Rabobank innove. La banque néerlandaise sonde les investisseurs sur un projet d'émission d'obligations hybrides dites contingentes (contingent capital bonds) qui lui permettraient sous certaines conditions de renforcer ses fonds propres. Un instrument novateur que les régulateurs bancaires voient plutôt d'un bon œil. Quatre banques ont été mandatées pour vendre l'opération: Bank of America Merrill Lynch, Credit Suisse, Morgan Stanley et UBS.
Avec un ratio de solvabilité equity tier one de 12,5%, Rabobank est l'une des banques les plus solides du monde. Si ce ratio tombait sous les 7%, les obligations que le groupe compte émettre seraient remboursées à 25% du pair.

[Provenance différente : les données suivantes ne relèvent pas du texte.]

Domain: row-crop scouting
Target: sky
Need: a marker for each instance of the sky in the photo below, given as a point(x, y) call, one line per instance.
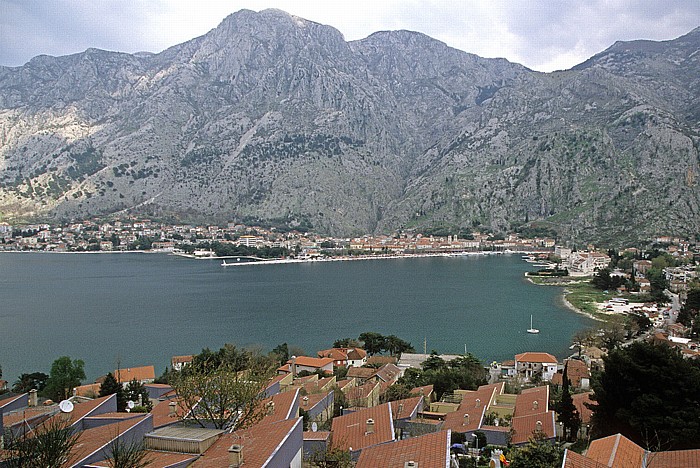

Le prêteur néerlandais enregistrerait donc un gain comptable de 75% qui irait directement renforcer ses fonds propres, puisque telle est la finalité de ce type d'instruments.
«Nous voulions être sûrs que même un risque impensable peut être couvert», souligne Bert Bruggink, le directeur financier de la banque. Les investisseurs peuvent être attirés de leur côté par un spread plus élevé qu'une obligation classique, avec un risque minime de remboursement à 25% compte tenu du profil de Rabobank, l'un des rares émetteurs encore notés «AAA» en Europe.
En Europe, seul Lloyds a émis pour l'heure un instrument comparable, les «CoCos» (contingent convertible) qui ont fait couler beaucoup d'encre. Les obligations Rabobank présentent cependant des différences notables. Il s'agit de dette senior, et non de titres subordonnés lower tier two; les obligations Lloyds seront converties obligatoirement en capital si le ratio core Tier one du groupe passe sous 5 %, ce qui était impossible dans le cas de Rabobank compte tenu de la structure mutualiste de la banque; enfin, le néerlandais émet de nouveaux titres, alors que son homologue britannique avait procédé à un échange.
Les professionnels de la dette placent de grands espoirs dans le développement de ce type d'instruments. Reste que les CoCos de Lloyds ont suscité un gros débat parmi les investisseurs, et ont été exclus à la demande de ces derniers des indices obligataires. Les analystes de CreditSights, eux, restent sceptiques: «nous nous demandons jusqu'à quel point l'opération Rabobank sera indicative d'une demande pour les instruments de capital contingent, compte tenu du profil de crédit inhabituellement solide de la banque».